More than 100 years after Briton J Stuart Blackton made the first animated movie by drawing sketches on white paper, IBM Research has produced the smallest movie in the world, by creating pictures with atoms.
Computers have become faster and are able to store more data because the transistors used in them have grown smaller, but we have begun to reach the physical limits of how small transistors can be. This is why IBM Research started looking to atoms to store data.
“We can’t know in detail what those future technologies will be, but we can lay the scientific groundwork for them,” says Christopher Lutz, a scientist at IBM Research.
Just one minute long, A Boy and His Atom uses about 5 000 carbon monoxide molecules to create 242 frames that tell the story of a boy who falls in love with an atom.
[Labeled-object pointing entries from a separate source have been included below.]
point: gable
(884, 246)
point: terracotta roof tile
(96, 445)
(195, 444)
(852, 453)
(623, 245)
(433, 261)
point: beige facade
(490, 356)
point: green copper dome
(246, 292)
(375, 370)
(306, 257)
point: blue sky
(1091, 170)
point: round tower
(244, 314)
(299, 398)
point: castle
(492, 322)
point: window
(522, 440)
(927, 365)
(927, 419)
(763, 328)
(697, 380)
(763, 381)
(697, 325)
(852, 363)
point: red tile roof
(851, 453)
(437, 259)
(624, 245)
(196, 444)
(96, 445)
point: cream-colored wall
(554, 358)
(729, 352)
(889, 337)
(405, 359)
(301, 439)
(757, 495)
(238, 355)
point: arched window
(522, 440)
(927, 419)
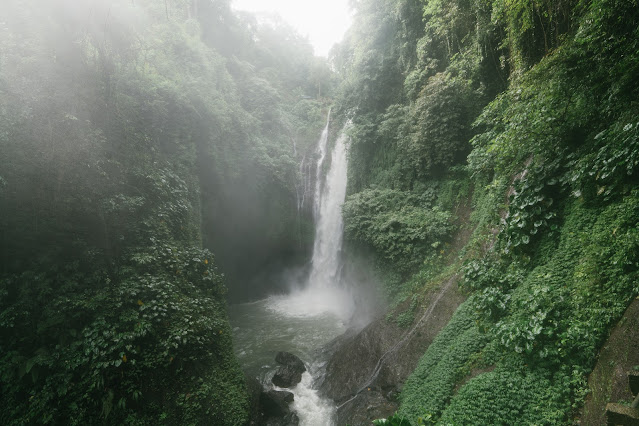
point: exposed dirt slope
(368, 368)
(608, 382)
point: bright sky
(323, 21)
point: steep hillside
(134, 135)
(531, 107)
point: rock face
(275, 410)
(366, 371)
(609, 381)
(275, 403)
(290, 372)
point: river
(314, 312)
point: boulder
(290, 372)
(275, 403)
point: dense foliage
(133, 135)
(540, 97)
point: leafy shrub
(396, 224)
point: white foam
(311, 409)
(312, 302)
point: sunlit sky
(323, 21)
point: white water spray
(323, 293)
(323, 297)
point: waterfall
(329, 224)
(321, 148)
(322, 302)
(323, 292)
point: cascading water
(323, 292)
(312, 313)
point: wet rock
(289, 420)
(254, 388)
(290, 372)
(367, 405)
(275, 403)
(288, 359)
(367, 369)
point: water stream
(312, 313)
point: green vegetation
(134, 135)
(141, 138)
(540, 97)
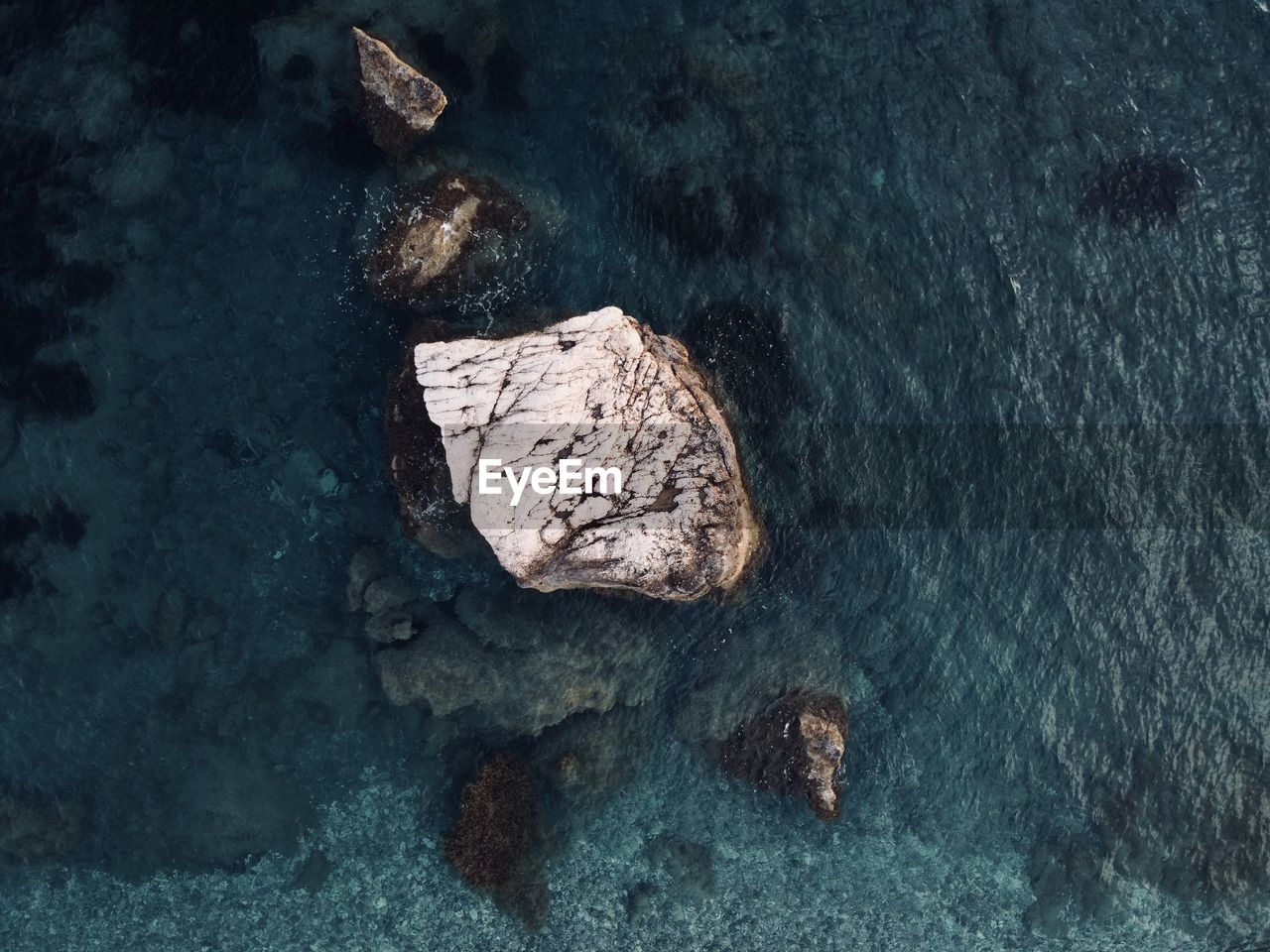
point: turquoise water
(1002, 395)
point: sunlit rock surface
(402, 104)
(608, 391)
(444, 234)
(794, 747)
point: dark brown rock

It has been certified by the Guinness World Records as the smallest film.
“To make this animation, we move molecules around one at a time to draw a little picture and we save that picture and move on to the next frame to start to tell a story,” Lutz says.
Moving atoms is one thing, says principal investigator Andreas Heinrich. “You can do that with a wave of your hand. Capturing, positioning and shaping atoms to create an original motion picture on the atomic level is a precise science and entirely novel.”
In a room cooled to less than -260°C so that all the energy is removed from the atoms and they stay still, the atoms were moved using a scanning tunnelling microscope, which magnifies the focus area 100m times.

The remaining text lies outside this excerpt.